Ein genau so wichtiger Tag steht aber auch bald an, nämlich die Hochzeit. "Standesamtlich und kirchlich", sagt der junge Militärmusiker überzeugt, "wie ich das mitbekommen habe von meiner Familie." Vor allem seine Oma hätte ihm im Leben sehr viel mitgegeben. Gerne erinnert er sich daran, dass sie gerade in der Fastenzeit immer einen Rosenkranz pro Tag gebetet hatte und wenn er zuhause war, dann hat er mitgebetet. "Das hat dazugehört und Halt gegeben, "unterstreicht Kropf. Genauso sicher fällt die Antwort aus, als es um einen der entscheidenden Sätze im Eheversprechen geht "Ich will dich lieben, achten und ehren, bis dass der Tod uns scheidet". Ohne zu zögern kommt die Antwort, die nicht den geringsten Zweifel offen lässt: "Ich bin mir sicher, dass das so sein soll und ich will das so haben." Getraut wird das junge Paar von ihrem Militärpfarrer, dem oftmals die Militärmusik bei Feldmessen und Andachten den musikalischen Rahmen bietet.

Wachtmeister Kropf sieht den Einsatz der Militärseelsorge positiv. Auch sein Glaube sei wieder vertieft worden, letztlich auch durch das Miteinander und die Gestaltungsmöglichkeiten der einzelnen Liturgien. "Da sieht man das wieder mit anderen Augen. Das ist sehr positiv für mich und meine Umgebung“, so Kropf.

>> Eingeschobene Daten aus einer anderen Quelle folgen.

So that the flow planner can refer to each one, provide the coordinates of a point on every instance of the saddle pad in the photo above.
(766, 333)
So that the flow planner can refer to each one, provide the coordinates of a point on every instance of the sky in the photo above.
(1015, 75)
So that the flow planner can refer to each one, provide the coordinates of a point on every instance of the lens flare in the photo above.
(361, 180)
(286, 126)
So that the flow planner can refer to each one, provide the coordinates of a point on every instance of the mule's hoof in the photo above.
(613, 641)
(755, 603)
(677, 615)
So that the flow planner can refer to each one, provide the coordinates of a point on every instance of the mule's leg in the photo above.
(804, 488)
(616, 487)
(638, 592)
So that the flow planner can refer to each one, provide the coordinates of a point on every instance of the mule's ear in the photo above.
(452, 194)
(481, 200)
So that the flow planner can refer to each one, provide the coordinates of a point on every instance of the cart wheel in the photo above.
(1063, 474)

Als Musiker zur Soldatenwallfahrt nach Lourdes

Ein besonderes Erlebnis wird sicherlich die heurige Soldatenwallfahrt nach Lourdes werden, bei welcher die Militärmusik Burgenland die Österreichischen Pilgerinnen und Pilger begleiten wird. Dort werden dann die Musiker bei den internationalen Gottesdiensten genauso eingesetzt sein wie bei nationalen Veranstaltungen des österreichischen Kontingents.  Ein Termin, der nicht im offiziellen Programm steht, ist ein Konzert beim Hospiz vis a vis der Grotte von Massabielle und es werden mitunter die dankbarsten Zuhörer unserer Militärmusik sein:  Menschen mit besonderen Bedürfnissen,  Alte und Kranke. An Orten wie Lourdes verdichten sich Leid aber auch Hoffnung, wie bei den Kreuzwegstationen am Kalvarienberg in Hernals. Auch viele Komponisten haben sich in ihrem Schaffen mit diesen Thematiken auseinandergesetzt. Dass Musik hier helfen und begleiten könne, davon ist Stefan Kropf überzeugt.

Genauso fest ist er überzeugt, dass mit dem Tod nicht alles aus ist, sondern dass es dann weiter gehen muss: "Es kann doch nicht sein, dass es dann nur noch finster ist und nichts ist. Und ich glaube, dass wir dann alle wieder zusammen sind."